Total RNA was extracted using PicoPureTM RNA isolation kit (MDS Analytical Technologies GmbH, Ismaning, Germany) according to manufacturer’s instructions. Mature oocytes from each group were incubated in 100 µl extraction buffer at 42°C for 30 min to release RNA. The lysis of each group was loaded onto a pre-conditioned purification column and centrifuged to allow for the RNA to bind to the spin column. In-column DNA digestion was carried out using RNase-free DNase (Qiagen GmbH, Hilden, Germany). The column was washed twice with washing buffer and finally eluted with 12 µl RNase free water. Nanodrop 1000 Spectrophotometer (Thermo Fisher Scientific) was used to measure RNA concentration and evaluate the quality.

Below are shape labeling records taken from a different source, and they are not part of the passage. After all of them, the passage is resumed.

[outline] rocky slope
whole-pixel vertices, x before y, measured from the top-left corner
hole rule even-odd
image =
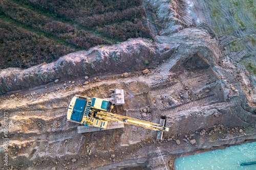
[[[173,1],[168,8],[165,1],[145,3],[154,12],[151,24],[163,23],[155,26],[162,30],[154,42],[131,39],[26,70],[1,71],[0,117],[9,113],[10,168],[162,169],[159,147],[174,169],[175,159],[180,156],[256,141],[254,54],[248,50],[253,40],[241,42],[252,58],[248,67],[247,60],[241,61],[247,58],[237,61],[238,55],[231,55],[232,40],[206,21],[214,20],[210,4]],[[162,8],[169,10],[165,18]],[[200,10],[208,12],[204,16]],[[167,27],[168,22],[172,24]],[[178,32],[180,26],[187,28]],[[150,71],[142,73],[146,67]],[[84,80],[86,76],[89,78]],[[129,126],[77,134],[78,125],[66,119],[71,98],[106,98],[115,88],[124,89],[125,101],[115,112],[155,123],[166,117],[170,131],[163,141],[155,139],[155,132]]]

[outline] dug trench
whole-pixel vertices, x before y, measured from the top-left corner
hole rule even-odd
[[[96,47],[19,73],[16,69],[2,70],[2,92],[9,91],[0,97],[1,120],[4,112],[9,117],[9,167],[162,169],[159,147],[168,168],[174,169],[174,160],[181,156],[255,141],[255,108],[246,94],[249,79],[231,63],[219,62],[218,42],[197,29],[155,39],[153,43],[132,39]],[[138,65],[145,59],[154,67],[142,73],[138,70],[146,66]],[[97,76],[104,69],[110,72]],[[113,74],[121,70],[128,75]],[[89,71],[94,73],[84,80]],[[35,79],[29,79],[30,75]],[[28,84],[22,81],[24,77],[33,86],[40,86],[24,88]],[[56,83],[43,84],[57,78]],[[106,98],[114,88],[124,89],[125,101],[115,113],[157,123],[166,117],[170,130],[162,141],[156,140],[156,132],[128,125],[77,134],[79,125],[66,119],[73,95]],[[0,151],[2,157],[4,152]]]

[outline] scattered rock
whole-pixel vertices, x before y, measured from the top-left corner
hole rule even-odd
[[[180,140],[177,139],[176,140],[175,140],[175,142],[176,142],[176,143],[177,144],[180,144]]]
[[[146,114],[145,113],[142,113],[142,114],[141,114],[141,115],[142,116],[143,116],[144,117],[146,117]]]
[[[128,72],[124,72],[121,75],[122,77],[129,77],[129,74]]]
[[[148,72],[150,72],[150,70],[147,68],[146,68],[144,70],[142,71],[142,72],[143,73],[143,74],[146,74]]]
[[[87,150],[87,153],[88,153],[88,155],[91,155],[91,154],[92,154],[92,151],[90,150]]]
[[[164,45],[164,46],[163,47],[163,50],[164,50],[165,51],[167,51],[167,50],[170,50],[170,47],[168,45]]]
[[[185,141],[186,142],[187,142],[187,140],[186,139],[184,138],[184,139],[182,139],[182,140],[184,140],[184,141]]]
[[[196,139],[192,139],[189,140],[189,141],[190,142],[190,143],[192,144],[194,144],[195,143],[196,143]]]

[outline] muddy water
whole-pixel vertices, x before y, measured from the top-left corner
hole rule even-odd
[[[177,159],[176,170],[256,169],[256,164],[240,166],[256,161],[256,142],[230,147]]]

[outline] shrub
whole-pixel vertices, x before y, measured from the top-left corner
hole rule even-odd
[[[133,20],[145,15],[143,7],[131,8],[122,11],[111,12],[102,15],[94,15],[85,18],[79,18],[79,22],[87,27],[102,27],[124,20]]]
[[[108,42],[102,38],[81,31],[75,33],[67,33],[59,35],[68,43],[74,45],[88,49],[90,47],[98,44],[108,44]]]
[[[148,60],[145,60],[145,61],[144,62],[144,64],[145,65],[148,65],[148,64],[150,64],[150,62],[148,62]]]
[[[28,68],[44,62],[50,63],[74,51],[3,20],[0,22],[0,68]]]
[[[125,21],[105,26],[98,29],[98,31],[111,38],[118,38],[123,41],[130,38],[150,38],[150,29],[147,25],[143,25],[142,21],[141,20],[136,20],[135,23],[133,23]]]

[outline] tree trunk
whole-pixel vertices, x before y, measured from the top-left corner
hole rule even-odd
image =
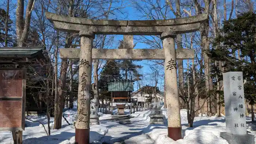
[[[69,16],[72,16],[72,7],[74,1],[69,1],[69,5],[68,10],[68,14]],[[70,33],[68,33],[65,42],[65,47],[69,48],[72,42],[72,37]],[[57,39],[59,41],[59,39]],[[58,41],[57,42],[58,42]],[[61,60],[61,66],[60,76],[58,84],[57,95],[55,95],[54,99],[54,129],[59,129],[61,128],[61,120],[62,119],[62,112],[63,103],[64,101],[63,95],[63,89],[66,87],[67,81],[67,71],[68,68],[68,60],[67,59]],[[57,62],[57,61],[56,61]],[[55,90],[56,91],[56,90]]]
[[[73,61],[72,60],[70,60],[70,66],[69,67],[69,72],[70,76],[70,81],[69,81],[69,108],[73,109],[74,105],[74,94],[73,91]]]
[[[104,38],[103,38],[104,39]],[[93,88],[94,99],[97,100],[95,106],[98,107],[99,105],[99,85],[98,76],[98,69],[99,66],[99,60],[93,60],[93,82],[94,83],[93,87]]]
[[[158,80],[157,80],[157,71],[155,72],[155,90],[154,91],[155,91],[155,102],[158,102],[157,100],[157,83],[158,83]]]
[[[198,3],[197,0],[194,0],[196,6],[196,11],[197,14],[202,14],[201,11],[201,5]],[[205,80],[206,92],[207,98],[207,114],[208,116],[211,116],[211,96],[209,96],[209,92],[210,90],[210,73],[209,73],[209,61],[210,58],[207,54],[207,51],[209,49],[210,41],[208,38],[208,32],[209,29],[209,14],[210,3],[207,0],[204,0],[204,14],[208,15],[207,21],[203,23],[202,24],[202,30],[201,31],[201,47],[203,49],[203,56],[204,64],[204,78]]]
[[[48,69],[49,70],[49,69]],[[48,92],[48,88],[49,87],[49,77],[47,78],[47,79],[46,80],[46,84],[47,85],[46,86],[46,89],[45,89],[45,98],[46,98],[46,114],[47,116],[47,126],[48,126],[48,134],[49,136],[51,134],[51,129],[50,128],[50,97],[49,95],[49,92]]]
[[[16,34],[18,46],[22,45],[21,37],[24,28],[24,0],[17,0],[16,9]]]
[[[25,42],[27,41],[29,35],[31,20],[31,14],[32,11],[34,8],[35,2],[35,0],[29,0],[27,3],[26,17],[25,17],[25,22],[24,23],[24,29],[23,30],[21,37],[18,39],[20,40],[20,41],[17,41],[18,46],[23,47],[25,46]]]
[[[58,87],[57,96],[54,100],[54,129],[60,129],[61,128],[63,103],[64,101],[63,90],[65,87],[66,76],[67,69],[67,59],[61,60],[60,77]]]
[[[176,18],[179,18],[181,17],[181,13],[180,12],[180,0],[176,0]],[[177,34],[176,39],[177,42],[177,48],[178,49],[182,48],[182,35],[181,34]],[[181,96],[184,96],[184,81],[183,80],[183,60],[178,60],[178,80],[179,85],[179,94]],[[180,99],[180,106],[184,108],[185,103],[182,98]]]
[[[8,20],[9,19],[9,3],[10,0],[7,0],[7,5],[6,7],[6,16],[5,17],[5,38],[4,38],[4,46],[7,47],[8,40]]]
[[[195,117],[195,103],[194,97],[191,98],[190,103],[190,113],[189,115],[189,122],[188,123],[188,127],[190,128],[193,127],[193,124],[194,122],[194,119]]]

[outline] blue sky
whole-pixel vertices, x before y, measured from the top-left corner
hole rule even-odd
[[[138,0],[138,1],[140,1],[140,0]],[[156,0],[151,0],[151,1],[154,1],[155,2],[155,5],[157,4],[157,3],[155,3],[155,1],[156,1]],[[165,0],[162,0],[161,1],[162,2],[164,2],[165,1]],[[16,3],[16,0],[10,0],[10,1],[11,3],[12,4],[15,4]],[[228,11],[229,9],[230,8],[230,7],[229,6],[229,5],[230,5],[230,2],[231,1],[231,0],[227,0],[227,9],[228,9],[228,11],[227,14],[227,17],[228,18],[228,16],[229,14],[229,11]],[[3,1],[0,2],[0,4],[2,4],[2,3],[3,3]],[[221,2],[221,3],[222,3],[222,2]],[[26,3],[25,3],[25,5],[26,4]],[[161,5],[162,4],[159,4]],[[222,4],[222,3],[220,4]],[[115,7],[115,5],[114,5],[114,4],[116,5],[120,5],[120,3],[116,3],[116,4],[114,4],[114,5],[113,5],[112,6],[112,7]],[[148,5],[144,5],[144,6],[145,7],[146,6],[148,6]],[[175,5],[173,5],[173,8],[175,9]],[[2,7],[1,7],[2,8]],[[4,8],[5,9],[5,8]],[[218,7],[218,11],[222,11],[222,9],[223,8],[223,7]],[[172,13],[172,12],[171,12],[169,8],[168,9],[169,11],[167,12],[167,16],[168,17],[167,18],[175,18],[175,16],[173,15],[173,14]],[[14,19],[14,19],[15,18],[15,14],[16,11],[16,8],[14,7],[14,8],[12,8],[11,10],[11,11],[10,12],[10,15],[11,15],[11,18],[12,19]],[[124,16],[123,15],[122,15],[121,14],[120,15],[117,15],[117,17],[118,18],[119,18],[119,19],[122,19],[122,20],[145,20],[145,17],[144,17],[143,18],[142,18],[142,15],[140,15],[140,13],[139,13],[138,11],[136,11],[136,8],[134,8],[134,7],[133,5],[131,5],[131,6],[129,6],[128,7],[127,7],[125,8],[124,8],[122,10],[121,10],[121,11],[123,12],[125,12],[125,14],[127,14],[127,15],[125,15],[125,16]],[[235,11],[234,10],[234,11],[233,11],[233,12],[234,13]],[[116,11],[116,13],[117,13],[117,12]],[[148,13],[149,13],[150,12],[152,12],[154,15],[155,15],[156,14],[156,13],[154,12],[153,10],[151,10],[150,11],[150,12],[149,11],[147,11]],[[192,12],[193,13],[193,12]],[[234,16],[235,16],[235,14],[233,14],[233,17],[234,18]],[[111,17],[109,18],[109,19],[111,19]],[[14,21],[15,22],[15,21]],[[138,38],[139,37],[139,36],[134,36],[134,38]],[[150,39],[149,37],[147,37],[147,38]],[[152,38],[151,38],[152,39]],[[115,39],[114,41],[114,43],[113,43],[113,47],[116,47],[118,46],[118,42],[119,42],[119,40],[121,40],[121,39],[123,39],[123,35],[117,35],[115,36]],[[138,42],[138,41],[136,41],[134,40],[134,43],[137,43],[137,44],[136,45],[136,47],[135,48],[135,49],[142,49],[142,48],[149,48],[149,46],[148,45],[147,45],[144,43],[140,43],[140,42]],[[187,67],[187,60],[185,60],[183,61],[184,62],[184,66],[185,67]],[[143,66],[143,68],[141,69],[140,71],[140,71],[142,72],[143,74],[144,74],[144,84],[148,84],[150,85],[154,85],[154,82],[153,82],[152,80],[150,79],[150,76],[148,75],[147,75],[148,73],[151,73],[152,72],[151,71],[150,67],[148,65],[152,65],[153,64],[153,63],[150,62],[149,61],[147,61],[147,60],[143,60],[141,61],[139,61],[139,62],[136,62],[136,63],[137,64],[138,64],[139,65],[140,65]],[[162,72],[163,71],[163,68],[161,68],[161,69],[159,69],[159,71],[161,72],[161,74],[163,74]],[[159,77],[158,79],[158,86],[159,88],[159,89],[163,91],[163,85],[164,84],[164,81],[163,80],[163,77]],[[134,89],[135,90],[136,90],[138,88],[138,86],[137,85],[137,83],[135,82],[135,85],[134,85]]]

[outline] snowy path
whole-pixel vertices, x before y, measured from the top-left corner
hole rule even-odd
[[[150,118],[147,115],[150,114],[150,111],[148,111],[146,113],[138,112],[131,114],[134,118],[131,118],[131,124],[121,124],[118,122],[107,120],[100,121],[101,125],[108,128],[108,132],[101,142],[113,144],[132,137],[133,139],[130,139],[129,141],[125,141],[125,144],[154,144],[153,140],[147,135],[143,134],[149,132],[148,131],[149,130],[147,126],[149,124]],[[147,141],[142,141],[142,137],[147,137]]]
[[[77,110],[65,110],[63,114],[71,124],[76,114]],[[125,113],[129,113],[129,110]],[[131,115],[131,124],[120,124],[118,122],[108,120],[111,115],[99,113],[100,125],[90,127],[91,144],[113,144],[124,141],[125,144],[228,144],[221,138],[220,133],[226,131],[225,118],[198,117],[195,118],[193,128],[188,128],[185,110],[181,110],[181,120],[183,139],[174,141],[167,137],[167,120],[164,125],[149,125],[150,111],[136,112]],[[166,110],[163,114],[166,115]],[[42,122],[47,128],[45,116],[29,117],[30,119]],[[247,121],[250,121],[246,118]],[[50,127],[53,125],[53,118],[50,119]],[[256,122],[248,122],[247,130],[256,136]],[[62,128],[52,129],[51,136],[46,136],[42,125],[26,120],[23,132],[23,144],[73,144],[75,143],[75,129],[72,125],[68,125],[62,120]],[[12,138],[10,132],[0,132],[0,144],[12,144]],[[255,143],[256,144],[256,143]]]

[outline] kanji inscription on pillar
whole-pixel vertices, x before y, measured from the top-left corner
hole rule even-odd
[[[246,120],[242,72],[223,73],[226,131],[233,134],[246,134]]]
[[[0,69],[0,130],[24,129],[26,70]]]

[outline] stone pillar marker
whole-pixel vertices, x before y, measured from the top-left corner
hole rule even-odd
[[[93,33],[80,31],[79,85],[78,96],[78,116],[76,122],[75,141],[78,144],[90,143],[91,52],[94,38]]]
[[[226,132],[221,137],[230,144],[255,144],[254,136],[247,134],[242,72],[223,73]]]
[[[124,35],[124,48],[133,48],[133,35]]]
[[[168,136],[176,141],[182,139],[176,65],[175,32],[163,33],[161,39],[165,51],[165,82],[168,115]]]

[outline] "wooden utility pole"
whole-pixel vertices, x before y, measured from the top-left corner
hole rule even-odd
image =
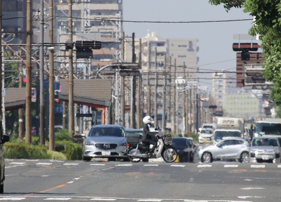
[[[166,71],[167,62],[166,53],[164,53],[164,84],[163,86],[163,113],[162,115],[162,128],[166,128],[166,81],[167,80],[167,72]]]
[[[133,33],[132,37],[133,48],[132,48],[132,62],[136,62],[136,54],[135,53],[135,33]],[[132,86],[131,90],[131,128],[134,128],[136,127],[136,77],[132,76]]]
[[[40,30],[41,32],[40,46],[40,128],[39,129],[40,136],[40,144],[45,144],[45,115],[44,113],[44,1],[41,0],[41,24]]]
[[[49,31],[49,41],[50,43],[54,43],[54,30],[53,30],[54,19],[53,0],[49,0],[49,14],[50,17],[50,29]],[[72,41],[72,40],[71,40]],[[54,49],[53,47],[49,47],[49,92],[50,105],[49,106],[49,149],[50,151],[55,150],[55,110],[54,92]],[[70,65],[69,65],[69,69]]]
[[[173,120],[172,124],[172,132],[174,134],[176,133],[176,72],[177,71],[177,63],[176,59],[175,59],[174,73],[174,79],[173,83],[174,83],[173,95],[172,95],[172,100],[173,102]]]
[[[186,116],[186,112],[185,110],[185,84],[186,83],[186,81],[185,80],[186,77],[185,77],[185,63],[184,62],[184,89],[182,92],[182,112],[183,117],[184,117],[183,123],[184,125],[184,131],[183,131],[183,133],[187,134],[186,132],[186,122],[185,119],[187,118]]]
[[[155,61],[154,63],[155,64],[155,85],[154,86],[154,96],[153,98],[153,100],[154,103],[154,122],[155,123],[155,126],[157,126],[158,124],[157,124],[157,73],[156,71],[157,70],[157,48],[156,47],[154,49],[154,53],[155,53]]]
[[[26,1],[26,83],[25,100],[25,142],[31,143],[31,0]]]
[[[150,50],[150,42],[148,43],[148,71],[147,72],[147,115],[150,116],[151,114],[150,111],[151,106],[150,101],[150,87],[149,85],[149,75],[150,74],[150,70],[151,64],[150,62],[150,57],[151,54],[151,50]]]
[[[122,32],[121,41],[121,59],[122,62],[125,60],[125,32]],[[121,77],[121,120],[122,125],[125,126],[125,77]]]
[[[169,67],[168,68],[168,69],[167,69],[167,70],[168,72],[169,72],[169,78],[171,78],[171,70],[172,69],[171,68],[171,61],[172,61],[172,57],[171,56],[170,56],[170,62],[168,66]],[[168,94],[169,95],[168,96],[168,103],[167,104],[167,107],[168,109],[168,112],[167,113],[167,120],[171,122],[171,83],[169,84],[169,86],[168,86]]]
[[[139,44],[140,47],[140,52],[139,54],[139,65],[141,65],[141,39],[140,39],[140,41]],[[138,78],[138,82],[137,83],[137,95],[136,101],[136,113],[137,113],[137,128],[140,128],[141,127],[141,115],[140,114],[141,107],[140,105],[140,94],[141,88],[140,87],[141,78],[141,77],[139,77]]]
[[[2,0],[0,0],[0,2]],[[23,43],[22,41],[20,42],[20,44],[22,44]],[[20,49],[20,56],[21,57],[21,55],[22,54],[22,50],[21,49]],[[2,68],[0,68],[2,71]],[[19,88],[21,88],[23,87],[23,65],[21,63],[20,63],[19,65],[19,71],[20,71],[20,74],[19,75]],[[2,74],[1,74],[1,75]],[[1,76],[0,76],[0,77]],[[2,82],[0,82],[2,85]],[[1,102],[0,102],[1,103]],[[23,139],[23,108],[22,107],[19,108],[19,138],[20,140]]]
[[[68,1],[68,40],[72,41],[72,1]],[[74,103],[73,101],[73,56],[72,49],[68,50],[69,72],[69,94],[68,96],[68,131],[71,132],[71,137],[74,136]]]

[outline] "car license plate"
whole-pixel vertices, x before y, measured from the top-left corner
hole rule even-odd
[[[268,155],[263,155],[261,156],[261,158],[263,160],[268,160],[269,159],[269,156]]]
[[[101,152],[101,155],[103,156],[110,156],[110,152],[108,151],[103,151]]]

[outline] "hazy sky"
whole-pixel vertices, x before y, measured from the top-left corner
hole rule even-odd
[[[124,20],[190,21],[252,19],[242,9],[227,13],[222,5],[215,6],[208,0],[123,0]],[[160,23],[124,22],[125,35],[141,38],[149,32],[158,37],[198,38],[199,69],[236,71],[236,52],[232,50],[234,34],[247,34],[252,20],[225,22]],[[241,41],[241,42],[250,42]],[[254,42],[257,42],[256,41]],[[223,62],[226,61],[227,62]],[[212,64],[215,63],[215,64]],[[201,78],[211,78],[211,74],[200,74]],[[199,80],[200,85],[212,88],[212,80]]]

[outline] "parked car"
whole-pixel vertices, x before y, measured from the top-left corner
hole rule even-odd
[[[239,160],[241,163],[249,162],[250,143],[239,137],[225,138],[213,145],[197,150],[202,163],[210,163],[216,160]]]
[[[251,146],[251,161],[280,163],[281,151],[277,137],[254,137]]]
[[[94,157],[127,159],[124,155],[126,149],[125,128],[117,125],[96,125],[89,133],[81,135],[85,138],[83,143],[83,159],[89,161]]]
[[[213,134],[213,130],[210,128],[203,128],[201,131],[198,133],[198,141],[201,144],[204,142],[210,142],[212,140]]]
[[[193,160],[194,144],[193,140],[184,137],[172,138],[172,145],[178,152],[180,162],[192,162]]]

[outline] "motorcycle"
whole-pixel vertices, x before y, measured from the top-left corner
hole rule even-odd
[[[149,146],[140,142],[140,135],[139,134],[127,134],[127,148],[124,154],[131,162],[139,162],[142,160],[157,158],[162,156],[164,161],[168,163],[174,162],[178,158],[178,152],[171,144],[172,137],[171,135],[165,135],[162,131],[155,128],[159,132],[159,136],[157,137],[157,147],[154,150],[154,155],[151,156],[147,153],[150,150]]]

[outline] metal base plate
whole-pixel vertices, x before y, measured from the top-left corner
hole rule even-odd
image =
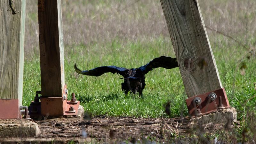
[[[19,100],[0,99],[0,119],[21,118]]]
[[[207,97],[209,94],[214,92],[217,95],[216,99],[211,100]],[[220,106],[220,98],[221,97],[222,107]],[[202,100],[201,104],[196,105],[194,101],[196,98],[199,97]],[[209,114],[219,109],[230,107],[225,89],[224,88],[212,92],[209,92],[197,96],[189,98],[186,100],[187,105],[191,117],[198,116]],[[200,113],[198,113],[197,109],[200,110]]]

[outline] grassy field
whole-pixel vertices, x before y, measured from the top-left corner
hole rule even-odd
[[[236,109],[238,120],[245,124],[256,110],[256,1],[199,1],[207,26],[230,36],[247,48],[216,31],[207,31],[229,103]],[[84,70],[106,65],[138,68],[162,55],[175,57],[160,1],[62,3],[65,82],[69,94],[75,93],[86,111],[94,115],[165,117],[168,116],[164,106],[170,102],[171,117],[188,116],[187,96],[178,68],[159,68],[149,73],[141,98],[137,95],[125,96],[120,75],[79,75],[73,68],[75,63]],[[36,4],[36,1],[27,0],[26,105],[40,90]],[[254,55],[247,58],[253,49]],[[241,68],[245,68],[245,73]]]

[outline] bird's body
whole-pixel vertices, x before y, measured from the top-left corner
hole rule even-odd
[[[76,71],[79,74],[87,76],[98,76],[103,74],[111,72],[117,73],[122,76],[124,80],[122,83],[122,90],[127,95],[129,91],[135,94],[139,92],[140,96],[142,95],[145,87],[145,75],[153,68],[162,67],[170,69],[178,67],[176,58],[162,56],[154,59],[145,65],[136,68],[127,68],[115,66],[105,66],[99,67],[89,70],[82,71],[79,70],[75,64]]]

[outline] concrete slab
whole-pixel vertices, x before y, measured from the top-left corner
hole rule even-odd
[[[40,133],[37,124],[26,119],[0,119],[0,138],[26,137]]]
[[[230,108],[220,109],[218,111],[208,115],[192,118],[192,122],[201,124],[207,124],[211,123],[213,124],[225,124],[228,122],[236,122],[237,114],[236,108]]]

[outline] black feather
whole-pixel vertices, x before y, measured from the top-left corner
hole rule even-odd
[[[98,67],[89,70],[82,71],[75,64],[76,71],[79,74],[98,76],[108,72],[119,74],[124,77],[124,82],[122,84],[122,90],[127,95],[129,91],[134,94],[139,92],[140,95],[145,87],[145,74],[153,68],[164,68],[170,69],[178,67],[176,58],[162,56],[154,59],[145,65],[137,68],[126,68],[115,66],[104,66]]]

The synthesis of cDNA from all samples was performed using reverse transcription kit (Invitrogen, Karlsruhe, Germany). In addition, 1 μl oligo dT23 (2.5 μM) primer and 1 μl random hexamer primer (60 μm) were added to a 10 μl mRNA sample and the mixture was incubated for 3 min at 70°C and cooled on ice. Eight microliters of the master mix containing 4 μl of 5x first strand buffer, 2 μl of 0.1 M DTT, 1 μl of dNTP (10 pmol/μl), and 0.3 μl of RNase inhibitor and 0.7 μl of SuperScript IITM reverse transcriptase (200 unit/μl) was added to the mixture and incubated for 90 min at 42°C, followed by heat inactivation for 15 min at 70°C. The synthesized cDNA was stored at -20°C for further use.

Quantitative real-time PCR analysis

Primers used for quantitative Real-time PCR were designed using Primer3 Express version 4.0.0 software ( http://primer3.wi.mit.edu// ) based on the gene sequences available in NCBI GenBank ( Table 1 ). Bovine YWHAZ gene was used as an endogenous control, and run in separate wells using ABI PRISM® 7000 instrument (Applied Biosystems). All PCR runs were done in a total volume of 20 µl containing 10 µl of 2.5 X RealMasterMix/20x SYBR (Eppendorf, Hamburg, Germany). Samples were run in duplicate to maximize accuracy of real-time results. The thermal cycling was set as 10 sec at 50°C, 10 min at 95°C, 45 cycles of 15 sec at 95°C and 60 sec at 60°C. The dissociation curve was generated by starting the fluorescence acquisition at 60°C and taking measurements every 7 sec until the temperature reached 95°C. Gene expression analysis was performed using ΔΔ C(t) method after normalization of the transcript abundance of each target gene relative to that of the YWHAZ.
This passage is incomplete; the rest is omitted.